Your edit is correct, the state attribute is both Computed and Optional, and your vision of how user input states and intermediate states work is also pretty much correct.
I didn’t want to get too into the weeds of my particular use case, but I’m writing a new Docker provider and would like to support as many of the scenarios that another existing provider supports as is feasible.
Possible Docker container states are created, running, paused, restarting, exited, removing, and dead (I’ve been unable to find a state diagram that includes every one of these). I’d like the user to be able to:
- Start the container after creating it, and let Terraform ensure it stays running
- Create the container but not start it, and use
ignore_changes to allow the container to be started/stopped externally without Terraform interfering
- Tie the container state to some other data source or resource so that Terraform can keep them synchronized
- Create the container, start it, and wait for it to exit, and then retrieve the exit code and/or logs, and not run it again unless the resource is replaced
- Create the container, start it, wait for it to exit, and then retrieve the exit code and/or logs and remove the container, and not create it again unless the resource is replaced
We can’t necessarily let the user directly set the Docker API state value though. For instance, what would the correct behavior be if they specified state = "created" and the container already exists in the running state? The only way to get back to the created state would be to stop the existing container, remove it, and create a new one. Similarly, if the user specified state = "removing", and the container did not exist, should the provider create a new container and then remove it to put it in the removing state? Probably not.
With these scenarios in mind, I decided to map the Docker API’s states to my own set of possible states: stopped, running, paused, exited, and removed.
stopped would map to both Docker’s created and exited states. If the user specifies state = "stopped" and the container does not exist, it will be created and assume the created state in Docker. If the container already exists in the created or exited state, the provider will do nothing. If the container already exists in the running state, the provider will stop it and it will assume the exited state in Docker.
running would map straightforwardly to Docker’s running state. If the container does not exist, it will be created and started, if it exists and is in the created or exited Docker states, it will be started, if it is in the paused Docker state it will be unpaused, etc. The paused state would behave similarly.
exited would map to Docker’s exited state, but will only wait for the container to exit as opposed to stopping it. If the user specifies state = "exited" and the container does not exist, it will be created, started, and the provider will wait for it to assume the exited state in Docker. If it exists in the created state, the provider will start it and wait for it to exit. If it exists in the running state, the provider will only wait for it to exit.
removed would behave similarly to exited, but would also remove the Docker container after it exits. If the container doesn’t exist in Docker but does exist in the Terraform state, the provider will do nothing (under the assumption that it has already run and been removed). If it doesn’t exist in Docker or in the Terraform state, the provider will create it, start it, wait for it to exit, then remove it.

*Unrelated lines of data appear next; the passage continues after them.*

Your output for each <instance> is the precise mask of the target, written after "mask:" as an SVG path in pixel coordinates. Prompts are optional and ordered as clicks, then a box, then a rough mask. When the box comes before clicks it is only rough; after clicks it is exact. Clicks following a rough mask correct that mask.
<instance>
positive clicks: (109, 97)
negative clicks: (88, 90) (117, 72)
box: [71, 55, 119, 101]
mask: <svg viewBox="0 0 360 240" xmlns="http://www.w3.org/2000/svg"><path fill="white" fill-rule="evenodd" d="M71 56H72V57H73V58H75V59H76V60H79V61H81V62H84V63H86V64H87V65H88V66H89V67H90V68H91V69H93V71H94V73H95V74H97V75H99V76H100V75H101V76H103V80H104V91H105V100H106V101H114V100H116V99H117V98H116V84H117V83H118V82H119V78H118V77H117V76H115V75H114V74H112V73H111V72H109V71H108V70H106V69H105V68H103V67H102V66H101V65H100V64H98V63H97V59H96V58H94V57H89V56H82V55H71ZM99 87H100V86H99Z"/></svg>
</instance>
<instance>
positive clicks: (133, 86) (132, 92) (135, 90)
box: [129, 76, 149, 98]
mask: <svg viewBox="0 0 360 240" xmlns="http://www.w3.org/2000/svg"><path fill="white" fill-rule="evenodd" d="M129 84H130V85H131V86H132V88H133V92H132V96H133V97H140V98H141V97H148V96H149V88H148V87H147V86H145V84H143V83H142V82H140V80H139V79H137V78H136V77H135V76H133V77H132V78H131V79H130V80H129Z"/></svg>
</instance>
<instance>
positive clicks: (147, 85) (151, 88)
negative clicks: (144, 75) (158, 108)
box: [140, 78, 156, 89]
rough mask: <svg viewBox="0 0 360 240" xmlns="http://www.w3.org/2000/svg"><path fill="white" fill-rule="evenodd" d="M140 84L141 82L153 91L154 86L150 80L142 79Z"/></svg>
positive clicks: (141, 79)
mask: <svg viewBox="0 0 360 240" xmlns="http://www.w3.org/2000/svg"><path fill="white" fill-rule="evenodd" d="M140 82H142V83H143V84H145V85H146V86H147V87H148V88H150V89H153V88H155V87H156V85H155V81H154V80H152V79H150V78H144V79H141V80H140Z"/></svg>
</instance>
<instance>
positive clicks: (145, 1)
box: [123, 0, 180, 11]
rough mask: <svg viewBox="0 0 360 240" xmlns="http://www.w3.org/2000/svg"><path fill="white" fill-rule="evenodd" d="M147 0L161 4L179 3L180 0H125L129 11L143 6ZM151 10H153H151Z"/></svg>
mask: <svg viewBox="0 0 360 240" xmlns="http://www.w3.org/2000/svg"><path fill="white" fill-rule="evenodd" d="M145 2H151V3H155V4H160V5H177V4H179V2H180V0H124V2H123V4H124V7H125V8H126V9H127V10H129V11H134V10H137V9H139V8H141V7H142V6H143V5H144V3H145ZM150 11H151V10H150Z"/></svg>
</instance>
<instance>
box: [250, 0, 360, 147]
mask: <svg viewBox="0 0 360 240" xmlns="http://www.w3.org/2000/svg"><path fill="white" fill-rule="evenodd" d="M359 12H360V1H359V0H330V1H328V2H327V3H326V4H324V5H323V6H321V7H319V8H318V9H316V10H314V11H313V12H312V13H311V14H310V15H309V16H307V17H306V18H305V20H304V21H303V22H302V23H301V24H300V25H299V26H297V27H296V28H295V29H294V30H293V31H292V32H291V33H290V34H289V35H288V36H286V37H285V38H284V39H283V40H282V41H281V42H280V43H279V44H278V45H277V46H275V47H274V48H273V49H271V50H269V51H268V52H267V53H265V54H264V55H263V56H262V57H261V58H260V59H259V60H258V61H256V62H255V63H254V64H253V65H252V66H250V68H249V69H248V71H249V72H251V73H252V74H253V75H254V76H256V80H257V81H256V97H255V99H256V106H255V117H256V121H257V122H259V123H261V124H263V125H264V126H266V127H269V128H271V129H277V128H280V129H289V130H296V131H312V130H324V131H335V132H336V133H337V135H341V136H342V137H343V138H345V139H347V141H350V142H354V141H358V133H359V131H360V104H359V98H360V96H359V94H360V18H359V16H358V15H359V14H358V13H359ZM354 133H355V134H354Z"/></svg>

To deal with intermediate states like restarting and removing, I think the correct thing to do is treat them as if they were their successor states (each of these only has one possible successor state: running and removed, respectively). So if Read() sees a container in the removing state, it will call RemoveResource() and cause Terraform to create a new container.
The main question for me is whether to return intermediate states from Read(), or pretend they don’t exist and only return their successor states; and if the latter, should the provider wait until the container has actually entered the successor state during the Read()?
Returning intermediate states from Read() and then waiting for the successor state in Update() seems to make the most sense to me, but then if the Update() fails for whatever reason, the Terraform state will contain an intermediate state value, which may not be a valid user-provided value. I’m just not sure whether this is a problem in practice.
If we instead waited for the container to transition out of intermediate states during the Read(), then it could possibly take a long time, and it feels unintuitive as a user. But Terraform would never see a state value that isn’t one of the valid possibilities specified in the OneOf validator, and the state reported by Terraform would always be correct at the time Read() finishes (and should remain correct, since it will never be a transient state).
We could instead take a middle road, where intermediate states are treated identically to their successor state during Read(), but we don’t wait for them to actually transition. If we see a container in the restarting state, then we write state = "running" to the Terraform state, and proceed accordingly. If an Update() is required because, for instance, the configuration changed from state = "running" to state = "paused", then Update() would wait for the container to leave the restarting state, and then pause the container. However, this would mean that the state of the container as reported by Terraform may not always be accurate, and Update() would need to re-read from the API to see if it needs to wait for a container in the restarting state to finish.